As you point out, sufficiently large data sets may take longer than five seconds to read, and additionally, a transaction can do at most 10 MB of writes (actually, probably best to keep them under 1 MB, if possible). And there is a further problem that this transaction will necessarily have a read conflict range that spans the entire data set, so any concurrent write will cause that index-building transaction to fail. (In theory, one could get around this by writing a key in FDB to “lock” the data, i.e., you would enforce client-side that any write first check to see if the lock key is set and then fail the write in your application rather than submitting it to be committed.) So, it becomes essentially a necessity for any layer that implements some kind of index maintenance scheme to also implement a multi-transaction index builder.
So, how do you do that? The simplest way would be (1) start a transaction, (2) read some number of keys starting from the beginning of the data range, (3) write the appropriate index keys for the keys read, (4) commit the result, (5) go back to (1), but if (4) succeeds read from the last key written rather than the beggining of the range. This will usually work, with a few caveats:
- There must be some mechanism to avoid using the unbuilt index to answer queries while simultaneously updating the index as data are inserted and deleted from the main data set. This usually necessitates being able to make indexes enter a “write-only” mode, and this state needs to be persisted somewhere, and then when the build completes, it can mark the index as readable by mutating that state.
- This will only do the right thing if index updates are idempotent. For simple indexes, that assumption holds, so the only issue is that index updates might end up duplicating work. (As in your example, we might write Bob’s eye color twice.) You can imagine indexes where that won’t work, though. For example, consider an index that counts how many times we see a value–a histogram index. (You might do this efficiently using our atomic mutation API.)
- If whatever is building the index dies midway through, the entire index build must be restarted.
To solve (2) and (3), you can be slightly more sophisticated by atomically writing a key with the your index updates that states how far through the index build you have gotten. That way, if the index building job dies part way through, it can be resumed from where it left off rather than the beginning. And then once that information is available, you can also use it to solve (2) by updating a non-idempotent write-only index if and only if the key being added is within the built range. If it’s outside the built range, the index builder will pick it up. If it’s within the range, then the initial write will index it. Either way, it is indexed exactly once.
So, the final question is then how to implement parallelism. Well, to do that, you can actually extend technique above to write multiple keys instead of just one saying which ranges of the main dataset have been built. Then multiple index builders can work on different ranges at once and use those keys to avoid stepping on each other. The details are a little complicated, but that’s the general idea.

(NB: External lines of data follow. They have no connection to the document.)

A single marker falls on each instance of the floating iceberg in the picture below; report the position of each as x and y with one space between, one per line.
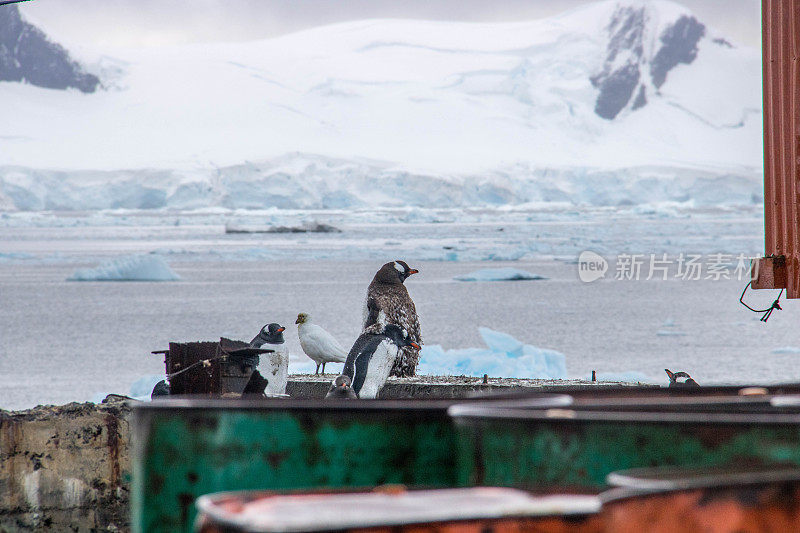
504 356
630 376
498 274
128 268
143 387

If you did know roughly the distribution of your data, you can pick boundaries to shard upon. We also offer an API that can be used to find the boundary keys of the underlying shards. Note that the boundaries are not required for correctness, just performance, so once you’ve picked boundaries, you can just keep using the same ones for the entirely of the build (or even change them at will depending on how you keep track of the progress of each ranged), and things will just “work”.
As to your question about the client batching writes efficiently, note that all FDB writes are completely client-local until the transaction is committed, at which point all writes are batched together and submitted. Until then, all writes exist only in memory, so locality shouldn’t matter too much. (This is another reason–somewhat related to the 10 MB transaction size limit–that rebuilding an entire index in one transaction might not be possible.) Once the transaction is submitted, your writes will have to be split apart again and might end up on a variety of different storage servers, but that usually isn’t too bad.